Transfer of development rights is allowed by discretionary approval of Pacifica’s Planning Commission. In considering an application, the Commission must decide whether or not the proposals for the sending and receiving sites meet the criteria of the TDR ordinance and that the transfer will result in the permanent preservation of the sending site through the recording of an Open Space or Conservation Easement. The Commission may also impose whatever conditions it considers necessary to mitigate adverse impacts which could result from the transfer.

In order to encourage transfers, projects using transferred development rights may be exempted from parkland dedication requirements, capital improvement fees and traffic impact mitigation fees.
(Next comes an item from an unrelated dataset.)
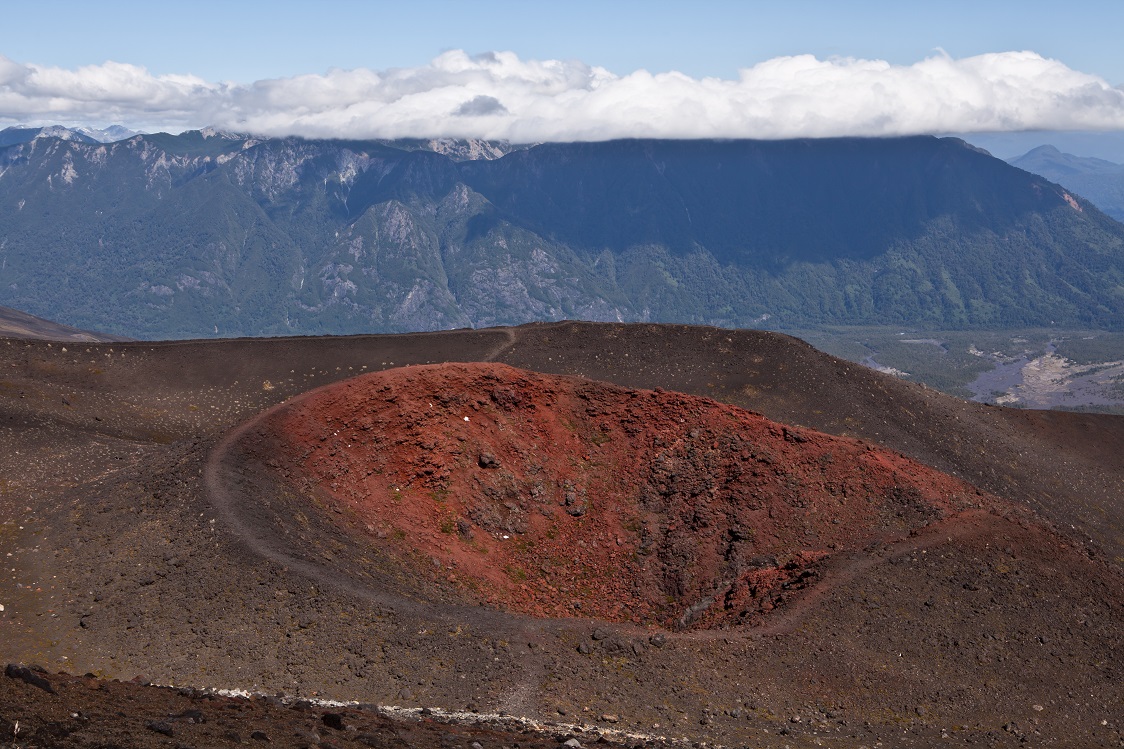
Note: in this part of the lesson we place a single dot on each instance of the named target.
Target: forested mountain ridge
(215, 234)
In addition, an applicant may be granted exemptions from open space, setback, coverage, landscaping and parking requirements as long as these exemptions will not adversely impact either the receiving site development or adjacent land uses.

Program Status

As discussed above, Pacifica had a particular 20-acre bluff top in mind when the TDR ordinance was adopted. The general plan designation for this site allowed low density residential. The developer pledged to donate this environmentally-sensitive sending site to the City as part of a planned development approval which granted 20 more units to a receiving site than the underlying zoning would allow.

The Pacifica TDR program has some features found in successful TDR programs. For example, it offers incentives such as exemptions from dedication requirements, development fees and specified design regulations. Nevertheless, in the first half of the 1990s, only the project discussed above used the TDR program despite the fact that there are numerous other sites in need of preservation. According to Wendy Cosin, Pacifica’s former Planning and Building Director, this lack of TDR activity was at least partly due to low demand for additional density on the potential receiving sites. Specifically, the remaining sites are the most difficult to develop in terms of site constraints; consequently, developments often do not achieve the density allowed by the base zoning.

In updates from 2001 and 2005, Planning & Building Department Director Michael Crabtree reported that the ordinance had not been changed and that the program had not resulted in any new transfers.